Marion was a courageous fighter for the rights of the disenfranchised and downtrodden, especially in the Middle East as well as an analyst of important political, social and economic movements in the region. She worked tirelessly for many years in support of the projects sponsored by Near East Cultural and Educational Foundation concerned with Palestinian rights and then as its president. In that context Marion organized a series of annual lectures in memory of Prof. James Graf, the founder of NECEF, that brought a number of important speakers to Toronto, including among others: Daniel Ellsberg, famous as the person responsible for the leak of the Pentagon Papers, but who was also involved in antiwar activism related to Iraq and Iran; John Mearsheimer, the American political scientist at the University of Chicago who was concerned with the Israel Lobby and it impact on US foreign policy; and Mustafa Barghouti, a Palestinian legislator and leader of a Palestinian national initiative whom she helped to host in collaboration with Canadians for Justice and Peace in the Middle East.

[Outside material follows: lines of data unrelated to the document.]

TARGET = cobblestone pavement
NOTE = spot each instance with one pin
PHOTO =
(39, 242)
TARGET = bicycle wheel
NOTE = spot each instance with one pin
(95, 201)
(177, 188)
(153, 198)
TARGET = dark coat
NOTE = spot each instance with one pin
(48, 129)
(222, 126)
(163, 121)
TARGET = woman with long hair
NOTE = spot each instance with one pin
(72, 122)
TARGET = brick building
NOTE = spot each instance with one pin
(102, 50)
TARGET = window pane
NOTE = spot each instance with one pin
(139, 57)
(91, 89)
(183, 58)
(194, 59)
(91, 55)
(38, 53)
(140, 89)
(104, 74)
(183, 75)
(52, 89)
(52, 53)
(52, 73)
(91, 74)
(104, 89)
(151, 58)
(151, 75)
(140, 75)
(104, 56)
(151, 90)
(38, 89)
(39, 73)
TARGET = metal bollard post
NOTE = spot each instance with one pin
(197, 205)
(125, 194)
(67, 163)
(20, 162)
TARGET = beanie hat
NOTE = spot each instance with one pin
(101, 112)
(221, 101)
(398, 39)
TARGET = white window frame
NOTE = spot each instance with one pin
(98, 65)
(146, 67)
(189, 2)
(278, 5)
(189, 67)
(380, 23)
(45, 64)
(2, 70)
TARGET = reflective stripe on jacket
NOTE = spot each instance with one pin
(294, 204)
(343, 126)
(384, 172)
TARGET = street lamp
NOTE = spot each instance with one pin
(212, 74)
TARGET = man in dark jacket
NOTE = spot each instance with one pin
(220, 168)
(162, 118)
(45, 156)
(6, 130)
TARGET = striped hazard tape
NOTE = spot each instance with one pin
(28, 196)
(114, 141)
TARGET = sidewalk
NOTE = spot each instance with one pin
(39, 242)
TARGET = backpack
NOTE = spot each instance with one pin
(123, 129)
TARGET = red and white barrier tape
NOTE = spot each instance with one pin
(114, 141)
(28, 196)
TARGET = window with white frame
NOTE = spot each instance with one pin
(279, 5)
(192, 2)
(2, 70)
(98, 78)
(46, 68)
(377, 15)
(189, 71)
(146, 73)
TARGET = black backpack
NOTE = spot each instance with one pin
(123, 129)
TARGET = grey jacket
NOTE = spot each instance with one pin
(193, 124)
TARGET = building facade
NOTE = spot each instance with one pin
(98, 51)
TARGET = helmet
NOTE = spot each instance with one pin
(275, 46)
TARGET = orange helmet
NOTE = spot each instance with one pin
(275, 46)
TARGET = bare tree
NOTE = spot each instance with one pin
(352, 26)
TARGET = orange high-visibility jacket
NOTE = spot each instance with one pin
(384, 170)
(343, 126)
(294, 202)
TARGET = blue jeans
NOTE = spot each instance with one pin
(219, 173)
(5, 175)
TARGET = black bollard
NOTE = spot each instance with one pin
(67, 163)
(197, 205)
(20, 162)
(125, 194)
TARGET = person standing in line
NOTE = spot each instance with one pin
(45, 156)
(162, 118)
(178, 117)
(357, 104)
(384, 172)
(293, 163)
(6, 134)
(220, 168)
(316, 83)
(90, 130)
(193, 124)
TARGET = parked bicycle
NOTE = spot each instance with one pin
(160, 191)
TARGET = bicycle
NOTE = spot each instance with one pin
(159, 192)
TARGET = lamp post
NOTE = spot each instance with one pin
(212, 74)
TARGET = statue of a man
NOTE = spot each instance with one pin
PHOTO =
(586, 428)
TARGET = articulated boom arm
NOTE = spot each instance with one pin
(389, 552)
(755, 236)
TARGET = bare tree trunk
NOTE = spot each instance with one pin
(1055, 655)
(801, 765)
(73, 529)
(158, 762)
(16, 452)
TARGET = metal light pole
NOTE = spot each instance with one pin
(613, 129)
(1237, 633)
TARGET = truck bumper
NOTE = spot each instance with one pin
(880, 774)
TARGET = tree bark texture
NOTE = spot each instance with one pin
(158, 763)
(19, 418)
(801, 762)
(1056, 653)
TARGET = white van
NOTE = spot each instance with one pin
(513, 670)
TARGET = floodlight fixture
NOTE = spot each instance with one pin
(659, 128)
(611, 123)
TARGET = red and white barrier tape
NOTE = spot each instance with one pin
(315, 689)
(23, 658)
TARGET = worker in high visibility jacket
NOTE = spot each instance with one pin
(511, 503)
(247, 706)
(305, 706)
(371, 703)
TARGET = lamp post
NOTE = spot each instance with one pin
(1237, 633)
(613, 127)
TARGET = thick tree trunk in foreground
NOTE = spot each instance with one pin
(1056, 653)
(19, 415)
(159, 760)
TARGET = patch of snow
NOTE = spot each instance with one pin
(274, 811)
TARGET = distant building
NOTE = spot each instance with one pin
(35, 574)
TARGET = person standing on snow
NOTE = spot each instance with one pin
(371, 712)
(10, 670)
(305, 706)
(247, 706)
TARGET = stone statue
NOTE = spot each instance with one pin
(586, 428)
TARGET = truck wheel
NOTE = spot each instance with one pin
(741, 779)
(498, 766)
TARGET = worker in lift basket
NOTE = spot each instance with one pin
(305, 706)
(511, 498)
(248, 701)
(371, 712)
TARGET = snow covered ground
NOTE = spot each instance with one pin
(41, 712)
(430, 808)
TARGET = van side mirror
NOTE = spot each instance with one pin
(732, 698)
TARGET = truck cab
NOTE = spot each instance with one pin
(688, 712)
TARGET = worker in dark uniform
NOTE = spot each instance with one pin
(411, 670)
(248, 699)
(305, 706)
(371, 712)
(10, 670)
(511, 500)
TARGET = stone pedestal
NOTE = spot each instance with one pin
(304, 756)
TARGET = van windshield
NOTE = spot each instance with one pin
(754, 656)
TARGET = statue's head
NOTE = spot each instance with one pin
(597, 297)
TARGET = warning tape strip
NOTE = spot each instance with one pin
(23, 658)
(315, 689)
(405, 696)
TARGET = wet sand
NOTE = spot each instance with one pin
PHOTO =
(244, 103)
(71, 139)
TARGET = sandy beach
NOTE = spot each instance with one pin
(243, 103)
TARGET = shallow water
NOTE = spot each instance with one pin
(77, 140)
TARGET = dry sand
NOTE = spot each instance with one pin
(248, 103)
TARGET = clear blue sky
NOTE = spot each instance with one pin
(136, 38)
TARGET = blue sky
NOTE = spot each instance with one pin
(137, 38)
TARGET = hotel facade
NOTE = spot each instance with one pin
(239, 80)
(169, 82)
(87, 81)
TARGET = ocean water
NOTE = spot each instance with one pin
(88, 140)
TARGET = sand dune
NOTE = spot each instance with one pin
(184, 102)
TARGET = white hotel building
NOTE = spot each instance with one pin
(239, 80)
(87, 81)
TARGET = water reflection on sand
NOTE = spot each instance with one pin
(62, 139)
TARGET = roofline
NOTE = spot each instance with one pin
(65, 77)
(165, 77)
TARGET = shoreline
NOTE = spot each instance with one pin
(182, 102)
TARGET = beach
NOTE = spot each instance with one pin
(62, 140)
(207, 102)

In addition to the publication of her revised PhD thesis, she co-edited a volume, Migration, Refugees and Human Security in MENA (2018), and published numerous articles, Marion had been researching the history of the fabled American Colony Hotel in Jerusalem, a gathering place for diplomats, journalists, academics, tourists, and others-and thus a focal point of history, perhaps even intrigue, in the region! This would have been a fascinating read had Marion been able to complete it. Most regrettably, this work, given events in the Middle East, her academic schedule, and now her passing, will not be brought to fruition.
I remember Marion as a thoughtful, kind-hearted friend, intellectually and actively engaged in the issues of the day while putting her many talents to use to promote a more just and peaceful Middle East region and world.
Van Nguyen-Marshall
April 23, 2022
Marion was a popular professor and a generous colleague at Trent. She will be missed. My deep sympathies for her family and friends.
James Reilly
April 21, 2022
I met Marion in the late 1980s when she arrived at the University of Toronto with her MA in hand from the University of London. She had completed her MA thesis on the Islamist movement in Tunisia. I supervised her PhD dissertation on the Muslim Brotherhood in Jordan, which she completed in 1996. She published a revised version a few years later titled The Muslim Brotherhood and the Kings of Jordan, 1945-1993. It was the first full-length study of the subject in international scholarship. In the meantime, Marion had gotten a teaching job at the University of Nebraska, before moving to Trent University where she spent the rest of her career. She was a dedicated and respected teacher, a pioneer who offered remote learning courses before they became ubiquitous, and she continued publishing on topics of Islamism and of human rights. Her last publication (2018) was a co-edited book titled Migration, Refugees, and Human Security in MENA. Marion was organizationally active in the 2000s as head of the Near East Cultural and Educational Foundation (NECEF), a Canadian association dedicated to Palestinian rights. I knew her as a colleague with wide-ranging interests, a sense of adventure, and dedication to the well-being of people in the Middle East and around the world.
Janet Miron
April 21, 2022
My sincerest condolences to all of Marion's friends and family.
Jennine Hurl-Eamon
April 21, 2022
The History Department at Trent heard this news with very heavy hearts. We will really miss Marion and our thoughts go out to her family, her students, and her colleagues around the world. As the Chair of the department, I offer our sincerest sympathies.